Du, which ended Etisalat’s monopoly in 2007, said that net profit for 2015 was Dh1.9bn, compared to Dh2.1bn in 2014. The profit is after royalty fees to the government. Du said that before royalties, profit grew by 4.3 per cent to Dh3.86bn.

Revenue in 2015 inched up 0.8 per cent to Dh12.3bn from Dh12.2bn a year earlier.

Du said that the federal government’s “My number, My identity campaign”, which requires people to register their numbers, had affected evenues for 2015. Earnings before interest, taxes, depreciation and amortization (Ebitda) increased 7.7 per cent to Dh5.42bn on “increased operational efficiency”.

“Earnings at Dh462m is weaker than our forecast of Dh512m for the fourth quarter,” said Mr Lakhotia. “We believe that du had higher than expected depreciation, amortization or possibly a high impairment charge in the fourth quarter.
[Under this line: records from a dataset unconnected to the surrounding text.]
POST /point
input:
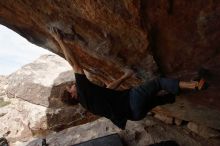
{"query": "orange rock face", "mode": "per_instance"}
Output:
(173, 37)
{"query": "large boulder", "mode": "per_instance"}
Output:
(175, 37)
(32, 106)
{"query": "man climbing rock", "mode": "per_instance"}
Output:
(118, 106)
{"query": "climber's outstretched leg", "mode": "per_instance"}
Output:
(142, 97)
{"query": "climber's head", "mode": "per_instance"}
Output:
(70, 95)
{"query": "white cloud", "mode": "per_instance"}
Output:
(16, 51)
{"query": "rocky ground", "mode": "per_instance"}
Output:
(26, 119)
(142, 133)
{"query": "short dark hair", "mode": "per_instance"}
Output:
(67, 98)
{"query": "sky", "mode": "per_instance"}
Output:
(16, 51)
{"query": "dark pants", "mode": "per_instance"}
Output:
(144, 97)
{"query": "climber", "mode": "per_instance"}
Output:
(118, 106)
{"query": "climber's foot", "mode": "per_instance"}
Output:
(55, 32)
(201, 84)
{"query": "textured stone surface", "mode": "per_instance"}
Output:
(34, 107)
(176, 37)
(142, 133)
(203, 131)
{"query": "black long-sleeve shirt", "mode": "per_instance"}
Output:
(109, 103)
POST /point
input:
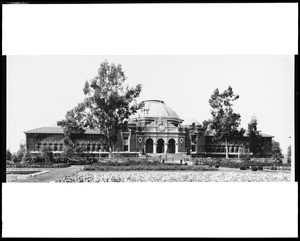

We will know the details once full financials are out.”

Investors are watching closely the performance of du shares, as the telco could soon follow Etisalat and loosen its foreign ownership restrictions. Dubai-based Arqaam Capital said this month that du was “the next candidate” in the telecoms sector for a change in its foreign-ownership limits.

Du said earlier that no decision had been taken yet, but it did not dismiss the possibility of opening itself to foreign ownership.